34.7º N 92.2 W. Little Rock, in Central Arkansas, in the United States
4/10/17 – 4/14/17
You are Here
Thanks to the Arkansas Department of Parks and Tourism for this nice map of Arkansas which shows the special placement of my homeland.
There are other maps with somewhat different boundaries, but this is representative enough. We are in the middle of five other regions, each with its own different nature, and we exchange influences with all of them. We are more than a melting pot, we have our own nature, but if any one of the regions is likely to have something in common with every one of the others, it’s us. I can drive less than an hour west or north and I will still be in my region but will be going up and down foothills. Going east or southeast I’ll be in flat plantation land.
My house is in the middle of a metropolitan population of about 300,000, but the second-most biodiverse stream in North America originates less than 45 miles away: the great, historic Bayou Bartholomew, the longest bayou in the U.S. It is home to 100 aquatic species. It flows 350 miles southeast in the state and on down into Louisiana, virtually separating the Timberlands from the Delta. It has an interesting story, past and present. Here are two info links.
Photo of The Bayou close to its headwaters, near Pine Bluff, AR. Photo courtesy of Keith Yahl – Flickr: Pine Bluff Arkansas, CC BY 2.0
Grandmotherly influences – it goes both ways
One of my grandmothers was from the Ozarks, and the other was from deep in the state’s Delta. When they were young adults they each came to live here in the middle.
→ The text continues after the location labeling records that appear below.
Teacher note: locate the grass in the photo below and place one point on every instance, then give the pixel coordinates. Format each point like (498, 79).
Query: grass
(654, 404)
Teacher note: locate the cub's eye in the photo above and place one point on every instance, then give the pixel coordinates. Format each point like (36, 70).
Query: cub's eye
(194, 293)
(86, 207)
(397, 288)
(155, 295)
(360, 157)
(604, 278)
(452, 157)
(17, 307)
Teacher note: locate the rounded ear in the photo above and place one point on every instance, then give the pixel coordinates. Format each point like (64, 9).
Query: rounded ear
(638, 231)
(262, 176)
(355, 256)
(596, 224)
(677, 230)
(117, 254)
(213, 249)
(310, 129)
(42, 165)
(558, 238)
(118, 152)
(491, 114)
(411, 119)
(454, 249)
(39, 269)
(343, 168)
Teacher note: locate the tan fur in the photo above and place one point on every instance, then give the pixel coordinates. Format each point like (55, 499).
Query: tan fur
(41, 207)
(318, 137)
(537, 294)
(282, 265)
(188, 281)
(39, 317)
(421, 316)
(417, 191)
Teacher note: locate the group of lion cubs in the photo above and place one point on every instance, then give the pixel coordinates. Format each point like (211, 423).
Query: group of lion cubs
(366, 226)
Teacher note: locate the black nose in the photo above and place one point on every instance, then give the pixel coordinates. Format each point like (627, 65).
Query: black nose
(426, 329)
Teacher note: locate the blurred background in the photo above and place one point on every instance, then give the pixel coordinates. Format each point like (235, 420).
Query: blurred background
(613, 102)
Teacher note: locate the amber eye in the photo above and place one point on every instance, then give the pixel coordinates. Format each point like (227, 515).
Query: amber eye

I picked up a lot from both of them, fortunately. The two of them not only talked differently from each other, they cooked and ate differently. Neither of them had a recipe book that I know of. They had it in their heads. Nor did they write down how they did it. An odd thing is, I don’t need to refer to anything when I cook something the way one of them did. And rarely, just rarely, in what I like to think of as a stroke of genius, I change something in one of their non-existant recipes. For instance my Hillbilly Grandmother never heard of cheesedip, and it’s just great to put on grits ‘n redeye gravy!
We Got There In Time!
I was afraid the Crimson Clover might peak and fade before I could photograph it, but thanks to the help of a dear friend who drove me there and kept me from falling down, I got pictures this morning.
Every year in late March to early April, the clover blooms in expanses on all four sides of the I-630 interstate exit onto Rodney Parham Road in Little Rock. For a limited time only. To those of us who wait in our cars at the stoplights there, they are a wonder. And so that nobody else will be as ignorant as I used to be: clover that is the color pink is named Red Clover, and clover that is the color red is named “Crimson Clover”. Got that?
And not only the clover is there now: also there are stands of violet Vetch, and stretches of some small pure yellow flower I haven’t identified (it’s visible in the interior of the photo above). Here is a photo of the Vetch, which is growing there in smaller portions.
But spring will not be the end of this story of glory at the Interstate Exit. Different flowers appear here as the seasons change. I know I can look forward to abundant Black Eyed Susans, white Queen Anne’s Lace, and yellow Bitterweed–and more, but those are the ones that stand out in my memory.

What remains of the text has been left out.